A review of guardianship for elderly adults

On Behalf of | Jan 17, 2019 | elder law

Establishing a person as the guardian of another individual is a complicated legal process. Many readers of this Massachusetts legal blog may be familiar with situations where courts grant adults guardianship rights over children who are in need of care. What they may not know is that in some situations guardians must be appointed for adults, particularly those who are aging and unable to take care of themselves.

Adult guardianship may be necessary when a person cannot attend to their own needs. It is a sad reality for some aging individuals that living alone and maintaining their own needs are too much for them.
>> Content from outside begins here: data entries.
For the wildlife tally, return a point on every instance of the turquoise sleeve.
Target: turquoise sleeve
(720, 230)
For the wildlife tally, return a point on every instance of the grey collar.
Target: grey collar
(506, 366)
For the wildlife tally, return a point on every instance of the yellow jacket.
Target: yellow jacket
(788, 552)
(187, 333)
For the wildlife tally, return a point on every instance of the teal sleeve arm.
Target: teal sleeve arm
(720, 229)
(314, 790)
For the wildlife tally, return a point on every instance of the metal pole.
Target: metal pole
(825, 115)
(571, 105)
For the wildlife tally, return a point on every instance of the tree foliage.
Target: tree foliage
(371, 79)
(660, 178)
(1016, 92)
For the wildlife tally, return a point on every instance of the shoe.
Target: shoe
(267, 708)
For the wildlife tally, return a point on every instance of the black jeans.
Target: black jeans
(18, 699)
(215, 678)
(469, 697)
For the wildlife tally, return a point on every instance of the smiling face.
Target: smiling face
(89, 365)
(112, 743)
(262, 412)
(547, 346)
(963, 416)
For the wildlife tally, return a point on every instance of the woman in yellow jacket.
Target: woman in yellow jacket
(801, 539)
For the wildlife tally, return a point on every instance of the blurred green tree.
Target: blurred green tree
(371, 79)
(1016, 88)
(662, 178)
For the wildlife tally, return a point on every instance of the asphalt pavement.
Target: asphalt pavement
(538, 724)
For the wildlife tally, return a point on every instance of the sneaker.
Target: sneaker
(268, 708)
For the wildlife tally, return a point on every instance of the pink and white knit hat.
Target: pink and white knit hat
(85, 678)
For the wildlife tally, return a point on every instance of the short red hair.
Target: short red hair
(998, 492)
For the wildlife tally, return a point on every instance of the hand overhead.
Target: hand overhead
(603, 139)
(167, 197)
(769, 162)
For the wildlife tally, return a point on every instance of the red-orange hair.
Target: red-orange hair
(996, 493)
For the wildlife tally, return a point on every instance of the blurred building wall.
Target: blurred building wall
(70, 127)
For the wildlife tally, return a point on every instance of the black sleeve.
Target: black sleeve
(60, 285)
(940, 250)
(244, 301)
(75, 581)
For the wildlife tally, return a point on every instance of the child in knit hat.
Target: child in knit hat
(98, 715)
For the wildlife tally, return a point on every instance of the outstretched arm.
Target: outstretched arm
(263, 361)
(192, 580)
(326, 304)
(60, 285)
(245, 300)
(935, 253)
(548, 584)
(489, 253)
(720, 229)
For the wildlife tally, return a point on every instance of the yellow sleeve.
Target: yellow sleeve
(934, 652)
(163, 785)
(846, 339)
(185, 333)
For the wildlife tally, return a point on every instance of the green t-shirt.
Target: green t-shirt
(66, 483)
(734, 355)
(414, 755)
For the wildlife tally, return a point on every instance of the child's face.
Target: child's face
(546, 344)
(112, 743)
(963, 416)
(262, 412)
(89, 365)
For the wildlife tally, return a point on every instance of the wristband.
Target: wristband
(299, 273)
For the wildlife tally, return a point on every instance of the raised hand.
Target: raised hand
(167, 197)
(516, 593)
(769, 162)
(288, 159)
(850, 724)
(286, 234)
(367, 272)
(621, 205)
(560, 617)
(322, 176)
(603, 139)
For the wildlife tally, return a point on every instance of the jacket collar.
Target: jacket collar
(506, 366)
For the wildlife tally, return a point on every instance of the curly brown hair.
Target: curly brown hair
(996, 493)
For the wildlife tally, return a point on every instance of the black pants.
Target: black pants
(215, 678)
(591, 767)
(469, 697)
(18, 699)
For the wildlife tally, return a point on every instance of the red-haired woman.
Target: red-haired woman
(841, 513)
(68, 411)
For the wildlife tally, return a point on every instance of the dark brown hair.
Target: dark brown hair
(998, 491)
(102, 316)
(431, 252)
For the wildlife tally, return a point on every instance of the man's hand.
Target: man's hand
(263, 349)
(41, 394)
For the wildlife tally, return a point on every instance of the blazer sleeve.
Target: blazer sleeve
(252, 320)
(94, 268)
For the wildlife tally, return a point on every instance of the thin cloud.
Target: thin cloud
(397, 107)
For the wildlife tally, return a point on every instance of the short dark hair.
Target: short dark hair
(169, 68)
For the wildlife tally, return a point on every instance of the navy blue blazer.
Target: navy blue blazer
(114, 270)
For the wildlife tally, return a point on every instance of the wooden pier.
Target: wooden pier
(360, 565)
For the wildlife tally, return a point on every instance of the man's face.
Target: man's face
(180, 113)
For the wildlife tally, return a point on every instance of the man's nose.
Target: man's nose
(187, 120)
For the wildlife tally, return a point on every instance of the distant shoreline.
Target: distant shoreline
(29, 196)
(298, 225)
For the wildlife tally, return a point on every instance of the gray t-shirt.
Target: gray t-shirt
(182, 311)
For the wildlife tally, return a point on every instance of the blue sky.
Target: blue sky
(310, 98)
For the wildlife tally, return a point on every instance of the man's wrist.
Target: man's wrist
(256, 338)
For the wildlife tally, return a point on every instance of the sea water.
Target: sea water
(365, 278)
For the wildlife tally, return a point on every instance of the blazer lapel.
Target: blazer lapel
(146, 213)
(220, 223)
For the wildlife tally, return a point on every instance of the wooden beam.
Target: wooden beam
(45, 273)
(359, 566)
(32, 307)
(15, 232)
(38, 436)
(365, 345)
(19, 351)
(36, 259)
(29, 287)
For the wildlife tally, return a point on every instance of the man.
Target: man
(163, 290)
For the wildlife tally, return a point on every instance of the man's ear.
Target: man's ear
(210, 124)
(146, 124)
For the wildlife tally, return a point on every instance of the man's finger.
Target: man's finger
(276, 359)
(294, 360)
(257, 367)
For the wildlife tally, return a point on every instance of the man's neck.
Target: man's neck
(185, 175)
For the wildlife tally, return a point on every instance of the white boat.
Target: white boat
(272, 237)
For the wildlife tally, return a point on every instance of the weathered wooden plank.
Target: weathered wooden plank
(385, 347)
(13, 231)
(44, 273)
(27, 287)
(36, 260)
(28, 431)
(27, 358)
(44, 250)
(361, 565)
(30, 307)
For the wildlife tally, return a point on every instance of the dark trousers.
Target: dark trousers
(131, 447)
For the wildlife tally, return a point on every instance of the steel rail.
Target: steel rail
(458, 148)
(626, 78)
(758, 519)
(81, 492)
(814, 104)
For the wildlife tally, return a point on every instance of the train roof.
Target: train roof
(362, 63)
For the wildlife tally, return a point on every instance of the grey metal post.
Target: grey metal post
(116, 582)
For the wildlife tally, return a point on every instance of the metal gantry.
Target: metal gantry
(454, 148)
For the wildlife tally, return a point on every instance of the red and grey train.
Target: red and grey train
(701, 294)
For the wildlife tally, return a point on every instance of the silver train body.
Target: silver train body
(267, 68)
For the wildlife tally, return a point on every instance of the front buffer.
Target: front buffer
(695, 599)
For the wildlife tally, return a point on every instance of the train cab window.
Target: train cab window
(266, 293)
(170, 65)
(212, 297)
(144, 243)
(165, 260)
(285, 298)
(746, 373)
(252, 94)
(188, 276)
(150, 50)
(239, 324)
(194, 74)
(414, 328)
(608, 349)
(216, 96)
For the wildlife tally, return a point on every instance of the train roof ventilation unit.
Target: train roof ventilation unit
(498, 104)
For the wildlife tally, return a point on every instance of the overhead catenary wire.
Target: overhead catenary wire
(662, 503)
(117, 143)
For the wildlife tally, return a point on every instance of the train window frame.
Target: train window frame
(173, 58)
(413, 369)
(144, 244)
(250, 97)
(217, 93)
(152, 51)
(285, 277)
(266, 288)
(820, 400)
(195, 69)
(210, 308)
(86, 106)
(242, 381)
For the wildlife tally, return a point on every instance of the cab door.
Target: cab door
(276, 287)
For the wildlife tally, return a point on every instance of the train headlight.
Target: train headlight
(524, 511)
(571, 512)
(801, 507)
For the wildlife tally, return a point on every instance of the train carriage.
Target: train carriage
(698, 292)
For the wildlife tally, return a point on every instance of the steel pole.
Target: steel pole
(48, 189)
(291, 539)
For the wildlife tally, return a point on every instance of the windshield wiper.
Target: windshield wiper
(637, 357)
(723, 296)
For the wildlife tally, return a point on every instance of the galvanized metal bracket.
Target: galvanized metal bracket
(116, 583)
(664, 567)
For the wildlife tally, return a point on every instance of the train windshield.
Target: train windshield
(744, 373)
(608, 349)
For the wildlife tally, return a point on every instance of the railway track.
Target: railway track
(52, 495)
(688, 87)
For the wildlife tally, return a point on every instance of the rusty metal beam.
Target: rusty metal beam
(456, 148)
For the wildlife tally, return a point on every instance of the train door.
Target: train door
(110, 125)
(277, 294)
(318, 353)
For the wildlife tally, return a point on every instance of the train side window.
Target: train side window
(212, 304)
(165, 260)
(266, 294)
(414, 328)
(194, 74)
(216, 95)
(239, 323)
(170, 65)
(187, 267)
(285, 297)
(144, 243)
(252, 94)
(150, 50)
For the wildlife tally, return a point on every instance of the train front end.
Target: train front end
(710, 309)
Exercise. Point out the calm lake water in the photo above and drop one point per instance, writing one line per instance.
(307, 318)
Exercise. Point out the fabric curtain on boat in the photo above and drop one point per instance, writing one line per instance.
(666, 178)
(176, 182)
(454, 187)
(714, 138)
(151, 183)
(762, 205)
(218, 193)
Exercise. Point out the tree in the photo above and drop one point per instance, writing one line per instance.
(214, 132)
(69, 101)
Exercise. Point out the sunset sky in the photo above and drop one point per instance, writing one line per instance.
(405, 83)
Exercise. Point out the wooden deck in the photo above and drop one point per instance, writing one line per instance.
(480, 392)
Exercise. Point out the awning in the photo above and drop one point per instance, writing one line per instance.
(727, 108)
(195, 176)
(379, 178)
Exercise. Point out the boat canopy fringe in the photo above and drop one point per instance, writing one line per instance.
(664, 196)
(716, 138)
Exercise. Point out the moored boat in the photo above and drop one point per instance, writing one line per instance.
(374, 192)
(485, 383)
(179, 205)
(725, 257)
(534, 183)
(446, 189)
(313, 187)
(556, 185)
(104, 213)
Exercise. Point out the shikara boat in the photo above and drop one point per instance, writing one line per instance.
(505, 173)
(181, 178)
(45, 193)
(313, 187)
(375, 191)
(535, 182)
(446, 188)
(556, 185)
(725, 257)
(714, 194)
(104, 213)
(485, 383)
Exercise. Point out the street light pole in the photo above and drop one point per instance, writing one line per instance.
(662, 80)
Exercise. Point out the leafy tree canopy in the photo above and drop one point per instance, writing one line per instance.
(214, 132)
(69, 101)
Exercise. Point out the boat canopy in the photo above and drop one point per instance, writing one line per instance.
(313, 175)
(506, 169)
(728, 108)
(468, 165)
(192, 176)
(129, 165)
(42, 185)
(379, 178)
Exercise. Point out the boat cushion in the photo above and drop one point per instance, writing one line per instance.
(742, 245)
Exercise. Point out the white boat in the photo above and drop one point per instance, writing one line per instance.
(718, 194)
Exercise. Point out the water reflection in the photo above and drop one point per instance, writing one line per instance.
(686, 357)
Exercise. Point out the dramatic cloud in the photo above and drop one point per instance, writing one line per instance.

When a person cannot manage their own health care needs, provide themselves with basic hygiene practices, or attend to other significant daily requirements they may need a guardian to help them.

A guardian takes over many of the responsibilities that a person would otherwise hold for themselves. Because of this, the process of assigning a guardian to an aging adult takes rights away from the person in need of help and assigns them to their guardian. Because the guardian takes legal control over the life of their ward, courts take precautions to make sure individuals subject to guardian petitions are truly in need of care before taking rights away from them.

Individuals who have concerns about their aging relatives and friends may want to discuss their options for petitioning of guardianship through the Massachusetts courts. Getting a judgment of guardianship can take time and legal knowledge, and for these reasons it can benefit some individuals to discuss their desires with elder law attorneys who understand their concerns.